I think there’s some misunderstanding here. Several points:

  • For FC4 specifically, there are some hard limits on the size of
    Core. So lots of stuff had to be moved to Extras – including many
    things besides AbiWord and Gnumeric – for practical reasons. This is
    just reality, and I don’t think it’s fair or reasonable to take it
    personally. If you suggest something else to remove instead, would it
    be fair for the developers of that something else to feel that you had
    a personal thing against them?
  • Extras is not a “dumping ground,” it’s in CVS in the same way as Core,
    has the same quality guidelines as Core, and is easily accessible from
    yum in the same way as Core. Extras is simply the universe of all
    packages and Core is a subset. In other words, Extras is a part of
    the Fedora Project
    . The Core/Extras split is about how large a
    subset release engineering deals with when building the ISO
    images. And this decision to remove some packages is caused by release
    engineering and mirror problems if we go above 4 ISOs in FC4.
  • Many, many people install a minimal system, reboot, and then “yum
    install” the remainder of the OS. (This was always the way with Debian
    back in the day as well, when you had to do this to avoid dselect
    doom.) For people doing this, Core vs. Extras basically doesn’t
    matter. Even things not in Extras are easy to use; I have jpackage in my yum.conf for example.
  • The long-term plan (for FC5) will probably be to either move a lot
    more stuff to Extras, shrinking Core to be more or less “the
    default install only,” or to move the things we temporarily moved out
    for FC4 back in to Core. So this whole thing is just a short-term
    situation.
  • The Red Hat desktop team is planning to keep maintaining the AbiWord
    and Gnumeric packages in Extras for now.
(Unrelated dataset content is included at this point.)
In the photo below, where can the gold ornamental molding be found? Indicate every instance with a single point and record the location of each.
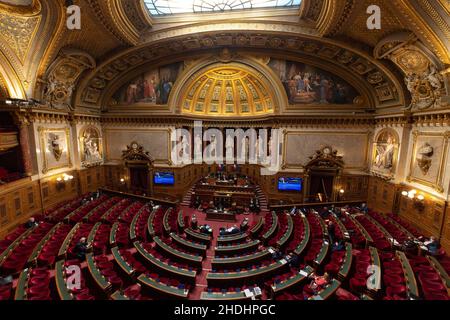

All this is explained in the huuuuuuuuuuuuuuge mailing list thread
about what to remove; but I can’t really blame anyone if they didn’t
read the whole thing. Anyone is welcome to read it and suggest
something else to remove instead of the current list, but I think
anyone reading it will realize that the problem is intractable, and
requires the long-term plan of either a) re-expanding Core or b)
shrinking Core to be some relatively objective set like “the
default install.”

On the overall office suite question, the Red Hat engineering team is
very supportive of a native (and just plain better) office suite. I am
personally as well, and was recently re-convinced of the value of this
when I tried out Pages and Keynote. But given that we have to remove
something, it just makes sense to remove duplicate functionality
first, instead of for example removing all office suites in
order to keep a choice of ten text editors.